Family Planning with MS
You can have kids. Women and men with MS can be loving parents of healthy, happy children.
The Risk of MS in Your Children
If you live with MS and are considering having kids, your first concern may be passing on the disease.
While certain genes play a role in the risk of developing MS, the disease is not directly inherited. It is not passed down through generations.
- The risk of MS in the general population is about 1 in 750-1000.
- The risk for an identical twin of someone with MS is 50%, which means that many other factors besides genetics play a role.

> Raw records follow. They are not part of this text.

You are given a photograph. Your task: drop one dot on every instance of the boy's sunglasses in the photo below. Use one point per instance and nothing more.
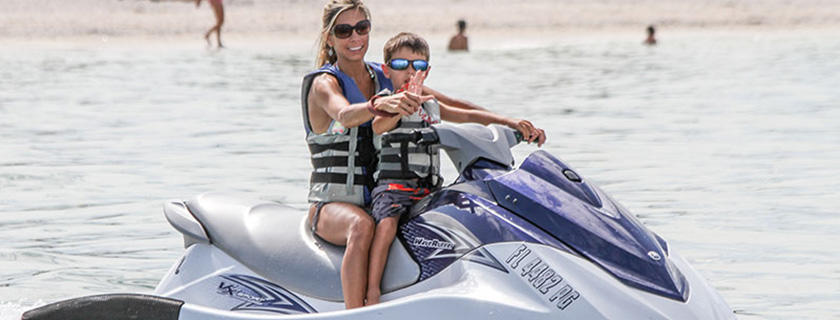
(344, 31)
(402, 64)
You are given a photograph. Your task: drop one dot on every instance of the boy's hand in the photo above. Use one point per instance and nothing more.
(529, 132)
(415, 83)
(403, 103)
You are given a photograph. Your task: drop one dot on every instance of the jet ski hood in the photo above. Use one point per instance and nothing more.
(554, 198)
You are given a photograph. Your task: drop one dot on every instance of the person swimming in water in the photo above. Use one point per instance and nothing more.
(459, 41)
(651, 40)
(219, 11)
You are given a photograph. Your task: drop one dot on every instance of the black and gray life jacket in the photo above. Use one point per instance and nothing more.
(407, 160)
(343, 159)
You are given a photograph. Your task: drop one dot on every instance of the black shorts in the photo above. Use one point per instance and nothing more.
(394, 198)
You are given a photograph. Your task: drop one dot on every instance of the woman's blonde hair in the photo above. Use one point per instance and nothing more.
(331, 11)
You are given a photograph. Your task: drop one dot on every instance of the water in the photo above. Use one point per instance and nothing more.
(726, 144)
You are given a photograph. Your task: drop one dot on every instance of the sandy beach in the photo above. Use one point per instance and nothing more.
(55, 19)
(723, 139)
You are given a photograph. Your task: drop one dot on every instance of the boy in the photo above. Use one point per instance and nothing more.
(405, 175)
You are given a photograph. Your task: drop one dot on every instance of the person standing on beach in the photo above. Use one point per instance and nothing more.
(651, 40)
(219, 11)
(459, 41)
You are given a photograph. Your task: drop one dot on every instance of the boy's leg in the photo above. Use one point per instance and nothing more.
(382, 239)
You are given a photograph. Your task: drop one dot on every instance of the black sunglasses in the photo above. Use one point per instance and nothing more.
(344, 31)
(402, 64)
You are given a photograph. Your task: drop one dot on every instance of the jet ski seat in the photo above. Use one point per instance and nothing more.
(275, 241)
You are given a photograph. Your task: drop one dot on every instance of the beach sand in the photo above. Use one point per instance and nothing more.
(299, 20)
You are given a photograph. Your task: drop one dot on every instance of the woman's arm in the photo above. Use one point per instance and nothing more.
(457, 103)
(326, 102)
(528, 130)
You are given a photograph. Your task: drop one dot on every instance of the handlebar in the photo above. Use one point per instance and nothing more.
(519, 136)
(427, 136)
(420, 136)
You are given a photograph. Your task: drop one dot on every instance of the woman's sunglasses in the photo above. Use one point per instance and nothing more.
(344, 31)
(402, 64)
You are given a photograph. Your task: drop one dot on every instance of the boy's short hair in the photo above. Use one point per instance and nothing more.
(405, 40)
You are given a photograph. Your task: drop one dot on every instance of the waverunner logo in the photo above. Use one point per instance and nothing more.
(433, 243)
(259, 295)
(542, 277)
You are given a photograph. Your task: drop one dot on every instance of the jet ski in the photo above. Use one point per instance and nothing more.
(534, 242)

- The risk for a child with one parent who has MS is much lower than for an identical twin
- The risk with two parents is closer to the risk for an identical twin.

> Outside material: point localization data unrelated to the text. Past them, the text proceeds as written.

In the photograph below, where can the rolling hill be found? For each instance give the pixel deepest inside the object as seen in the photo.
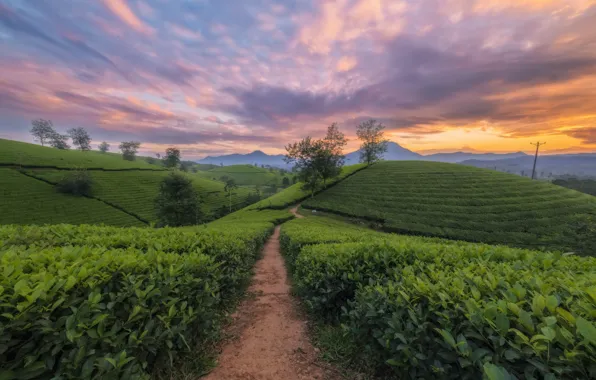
(460, 202)
(244, 175)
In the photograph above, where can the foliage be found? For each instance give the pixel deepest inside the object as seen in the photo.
(80, 138)
(42, 130)
(317, 160)
(59, 141)
(76, 182)
(460, 202)
(119, 311)
(177, 203)
(423, 308)
(31, 155)
(104, 147)
(172, 158)
(297, 193)
(587, 186)
(129, 149)
(373, 142)
(25, 200)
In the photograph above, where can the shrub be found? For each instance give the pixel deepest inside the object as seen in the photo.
(76, 182)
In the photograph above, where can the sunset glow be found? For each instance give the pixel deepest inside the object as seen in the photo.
(216, 77)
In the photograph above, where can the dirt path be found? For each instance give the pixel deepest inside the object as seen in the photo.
(273, 342)
(295, 212)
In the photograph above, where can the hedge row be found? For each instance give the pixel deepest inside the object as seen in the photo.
(419, 308)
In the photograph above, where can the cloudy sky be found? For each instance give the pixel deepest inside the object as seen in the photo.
(222, 76)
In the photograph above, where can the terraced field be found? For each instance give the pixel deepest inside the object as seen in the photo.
(415, 307)
(135, 191)
(459, 202)
(24, 200)
(244, 175)
(20, 154)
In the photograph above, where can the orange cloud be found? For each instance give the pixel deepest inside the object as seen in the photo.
(121, 9)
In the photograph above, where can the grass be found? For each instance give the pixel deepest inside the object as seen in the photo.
(459, 202)
(16, 153)
(24, 200)
(135, 191)
(245, 175)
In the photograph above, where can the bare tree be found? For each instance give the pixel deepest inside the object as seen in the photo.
(59, 141)
(104, 147)
(80, 138)
(129, 149)
(42, 130)
(373, 142)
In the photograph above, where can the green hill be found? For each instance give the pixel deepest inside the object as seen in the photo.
(245, 175)
(461, 202)
(20, 154)
(25, 200)
(123, 192)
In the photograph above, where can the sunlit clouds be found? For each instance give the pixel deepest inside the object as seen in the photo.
(221, 77)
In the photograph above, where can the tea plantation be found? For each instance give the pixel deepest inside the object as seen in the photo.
(461, 202)
(418, 308)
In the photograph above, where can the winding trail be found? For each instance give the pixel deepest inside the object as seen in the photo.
(272, 338)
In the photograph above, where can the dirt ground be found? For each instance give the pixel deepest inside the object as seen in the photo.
(272, 341)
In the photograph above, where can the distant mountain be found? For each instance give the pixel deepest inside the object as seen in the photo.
(257, 157)
(463, 156)
(395, 152)
(580, 165)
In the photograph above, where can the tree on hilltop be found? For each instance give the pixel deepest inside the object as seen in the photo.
(177, 203)
(316, 161)
(129, 149)
(374, 143)
(172, 158)
(104, 147)
(80, 138)
(42, 130)
(59, 141)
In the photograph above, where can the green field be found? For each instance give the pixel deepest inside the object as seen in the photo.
(460, 202)
(25, 200)
(136, 190)
(89, 302)
(246, 175)
(414, 307)
(296, 193)
(20, 154)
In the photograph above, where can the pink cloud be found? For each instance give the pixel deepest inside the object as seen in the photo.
(123, 11)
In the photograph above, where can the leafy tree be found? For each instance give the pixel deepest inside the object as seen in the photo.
(373, 142)
(228, 188)
(129, 149)
(331, 158)
(172, 158)
(80, 138)
(305, 155)
(42, 130)
(59, 141)
(177, 203)
(104, 147)
(76, 182)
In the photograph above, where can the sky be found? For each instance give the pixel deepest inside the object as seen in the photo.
(233, 76)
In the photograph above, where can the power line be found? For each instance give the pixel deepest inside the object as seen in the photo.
(538, 144)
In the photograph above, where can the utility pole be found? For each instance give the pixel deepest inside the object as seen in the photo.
(536, 157)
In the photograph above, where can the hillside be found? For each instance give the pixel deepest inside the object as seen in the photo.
(123, 192)
(20, 154)
(244, 175)
(461, 202)
(581, 165)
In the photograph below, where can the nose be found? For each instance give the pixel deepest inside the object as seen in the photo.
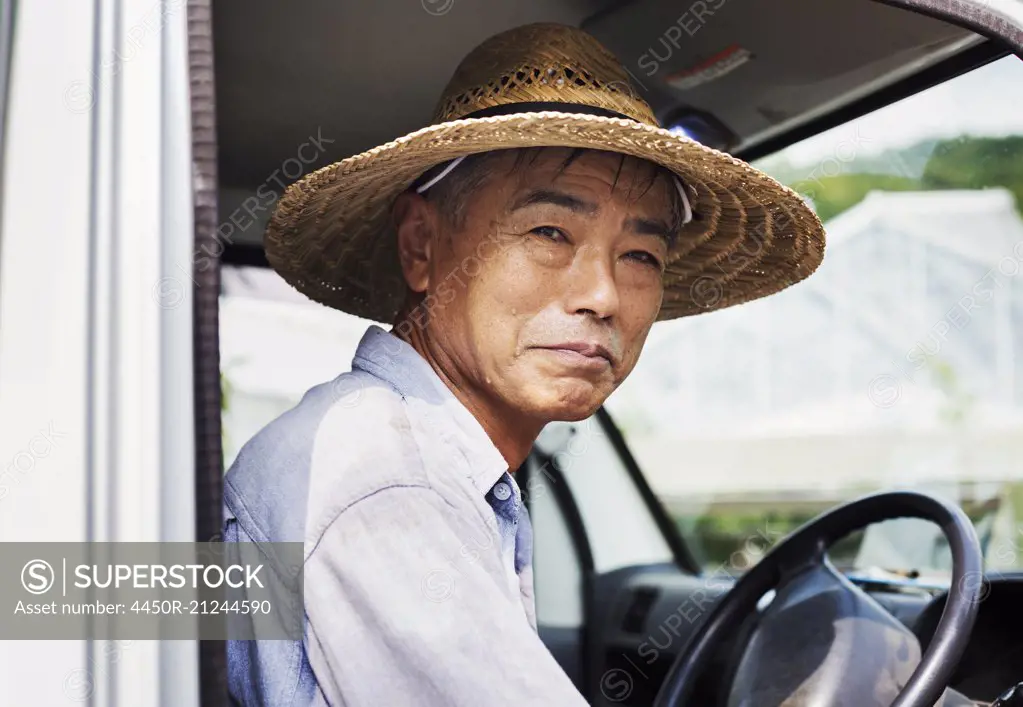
(591, 284)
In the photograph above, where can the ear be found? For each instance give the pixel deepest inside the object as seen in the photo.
(414, 222)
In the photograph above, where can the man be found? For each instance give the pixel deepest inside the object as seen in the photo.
(522, 247)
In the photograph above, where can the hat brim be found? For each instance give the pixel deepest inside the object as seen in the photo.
(330, 235)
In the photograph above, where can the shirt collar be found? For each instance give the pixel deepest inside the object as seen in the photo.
(393, 360)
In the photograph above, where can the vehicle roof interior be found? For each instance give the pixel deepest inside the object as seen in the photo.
(365, 73)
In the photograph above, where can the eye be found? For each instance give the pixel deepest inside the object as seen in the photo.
(645, 258)
(550, 233)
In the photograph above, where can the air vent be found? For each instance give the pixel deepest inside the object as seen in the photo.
(639, 605)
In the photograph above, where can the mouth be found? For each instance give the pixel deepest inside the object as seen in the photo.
(581, 354)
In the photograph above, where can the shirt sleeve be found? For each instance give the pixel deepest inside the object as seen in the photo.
(404, 608)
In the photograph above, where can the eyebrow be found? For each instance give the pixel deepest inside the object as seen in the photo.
(642, 226)
(554, 197)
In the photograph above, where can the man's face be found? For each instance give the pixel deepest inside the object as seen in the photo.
(542, 296)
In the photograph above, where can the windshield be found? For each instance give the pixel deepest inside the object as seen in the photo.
(898, 364)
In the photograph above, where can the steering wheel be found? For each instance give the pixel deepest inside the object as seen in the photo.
(823, 639)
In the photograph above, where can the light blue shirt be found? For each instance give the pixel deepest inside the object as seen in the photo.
(418, 586)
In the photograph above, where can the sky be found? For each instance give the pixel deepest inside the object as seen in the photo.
(985, 101)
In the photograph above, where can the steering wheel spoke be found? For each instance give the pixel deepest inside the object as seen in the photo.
(824, 638)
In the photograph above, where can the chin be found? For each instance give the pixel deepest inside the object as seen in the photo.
(571, 405)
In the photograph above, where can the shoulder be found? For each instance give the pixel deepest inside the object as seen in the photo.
(346, 439)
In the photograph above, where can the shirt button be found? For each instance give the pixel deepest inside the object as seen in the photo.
(501, 491)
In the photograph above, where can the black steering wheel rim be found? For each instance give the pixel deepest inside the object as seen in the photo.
(808, 544)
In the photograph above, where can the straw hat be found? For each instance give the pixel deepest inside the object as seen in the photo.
(542, 85)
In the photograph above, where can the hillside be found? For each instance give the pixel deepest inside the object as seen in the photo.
(965, 163)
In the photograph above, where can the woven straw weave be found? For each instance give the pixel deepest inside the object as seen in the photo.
(330, 236)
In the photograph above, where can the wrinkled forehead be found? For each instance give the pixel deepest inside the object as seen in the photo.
(547, 166)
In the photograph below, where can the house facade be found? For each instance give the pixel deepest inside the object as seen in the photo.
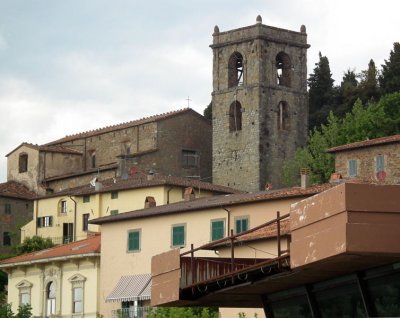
(176, 143)
(374, 160)
(57, 282)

While the risk is there, it is much lower than many other things that we worry about for our children.
MS and Its Effect on Pregnancy
There is no evidence that having MS impacts conception, pregnancy, delivery or breastfeeding.
However, it’s important to discuss your plans with your MS healthcare provider because a woman’s or man’s medications may need to be scheduled around your conception and pregnancy plans.
Pregnancy's Effects on MS
The evidence is clear: becoming pregnant and delivering a child has no impact on a woman’s long-term disability level.

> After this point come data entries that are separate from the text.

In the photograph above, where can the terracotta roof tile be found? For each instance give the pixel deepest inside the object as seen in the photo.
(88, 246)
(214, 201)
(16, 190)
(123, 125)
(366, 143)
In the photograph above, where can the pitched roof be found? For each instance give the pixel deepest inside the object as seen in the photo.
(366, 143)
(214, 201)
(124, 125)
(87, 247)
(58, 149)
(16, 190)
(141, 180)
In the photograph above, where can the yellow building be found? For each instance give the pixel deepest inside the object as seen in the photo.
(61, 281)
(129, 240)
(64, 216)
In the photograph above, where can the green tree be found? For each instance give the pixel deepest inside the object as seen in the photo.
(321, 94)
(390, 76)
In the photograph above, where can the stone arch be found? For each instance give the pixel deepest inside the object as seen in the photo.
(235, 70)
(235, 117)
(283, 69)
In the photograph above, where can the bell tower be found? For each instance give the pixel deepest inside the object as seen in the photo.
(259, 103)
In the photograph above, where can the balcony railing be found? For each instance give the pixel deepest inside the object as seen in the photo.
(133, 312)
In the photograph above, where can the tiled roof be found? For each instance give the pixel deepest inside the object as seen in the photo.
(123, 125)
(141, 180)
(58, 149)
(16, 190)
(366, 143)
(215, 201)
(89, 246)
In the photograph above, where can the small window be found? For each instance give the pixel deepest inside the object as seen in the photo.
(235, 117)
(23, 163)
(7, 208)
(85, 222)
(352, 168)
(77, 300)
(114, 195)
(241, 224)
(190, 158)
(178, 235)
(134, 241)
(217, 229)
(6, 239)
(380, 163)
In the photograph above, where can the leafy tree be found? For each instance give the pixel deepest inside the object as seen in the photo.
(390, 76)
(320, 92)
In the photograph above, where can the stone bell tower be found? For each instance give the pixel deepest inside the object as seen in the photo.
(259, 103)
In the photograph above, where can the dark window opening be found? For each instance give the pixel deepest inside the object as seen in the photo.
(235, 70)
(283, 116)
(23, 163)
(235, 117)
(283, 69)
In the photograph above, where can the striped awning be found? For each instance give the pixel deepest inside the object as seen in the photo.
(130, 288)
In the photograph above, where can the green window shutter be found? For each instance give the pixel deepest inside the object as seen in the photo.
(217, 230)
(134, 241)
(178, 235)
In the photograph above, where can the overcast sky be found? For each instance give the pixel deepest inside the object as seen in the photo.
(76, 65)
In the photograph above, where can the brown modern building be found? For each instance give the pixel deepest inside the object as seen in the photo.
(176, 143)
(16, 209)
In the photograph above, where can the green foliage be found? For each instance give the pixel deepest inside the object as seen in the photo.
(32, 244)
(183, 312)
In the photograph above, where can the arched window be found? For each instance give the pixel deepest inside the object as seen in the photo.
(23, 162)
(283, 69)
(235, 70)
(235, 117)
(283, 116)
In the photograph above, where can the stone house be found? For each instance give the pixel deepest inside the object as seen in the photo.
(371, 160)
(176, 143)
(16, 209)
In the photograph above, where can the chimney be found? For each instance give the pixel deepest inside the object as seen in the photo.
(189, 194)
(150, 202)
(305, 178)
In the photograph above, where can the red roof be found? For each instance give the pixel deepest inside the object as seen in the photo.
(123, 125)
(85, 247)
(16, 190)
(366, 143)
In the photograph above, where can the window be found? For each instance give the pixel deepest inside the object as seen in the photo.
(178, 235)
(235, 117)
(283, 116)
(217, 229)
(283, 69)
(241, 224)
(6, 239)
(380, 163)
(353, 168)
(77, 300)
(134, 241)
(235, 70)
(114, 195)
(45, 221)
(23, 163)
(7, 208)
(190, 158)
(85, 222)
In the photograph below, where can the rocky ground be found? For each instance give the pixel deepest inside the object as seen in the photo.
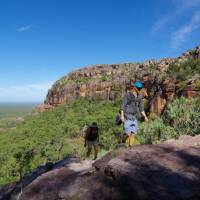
(167, 171)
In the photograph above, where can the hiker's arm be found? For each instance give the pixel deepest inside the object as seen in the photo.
(86, 136)
(122, 116)
(141, 107)
(144, 115)
(124, 103)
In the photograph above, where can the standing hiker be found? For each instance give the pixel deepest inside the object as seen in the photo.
(92, 139)
(131, 106)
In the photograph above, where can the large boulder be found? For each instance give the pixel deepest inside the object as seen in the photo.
(167, 171)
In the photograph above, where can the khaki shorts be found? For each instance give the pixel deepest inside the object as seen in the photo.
(91, 144)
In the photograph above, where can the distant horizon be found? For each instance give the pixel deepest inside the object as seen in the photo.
(20, 102)
(42, 41)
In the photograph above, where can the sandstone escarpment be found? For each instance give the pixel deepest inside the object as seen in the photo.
(110, 82)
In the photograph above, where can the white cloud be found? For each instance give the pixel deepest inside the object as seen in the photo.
(180, 7)
(24, 28)
(179, 36)
(32, 92)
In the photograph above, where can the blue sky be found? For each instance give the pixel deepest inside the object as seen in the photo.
(42, 40)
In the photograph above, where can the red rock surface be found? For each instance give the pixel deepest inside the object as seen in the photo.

During pregnancy, women generally feel at their best because the pregnancy hormones reduce the inflammation that causes MS relapses.
During the first few months following the end of the pregnancy, however, a woman’s risk of an MS relapse goes up as her hormones return to pre-pregnancy levels. Your MS provider will help you manage the relapse and any symptoms you may experience.
The key to success is planning ahead to ensure that you have the help and support you need during this time.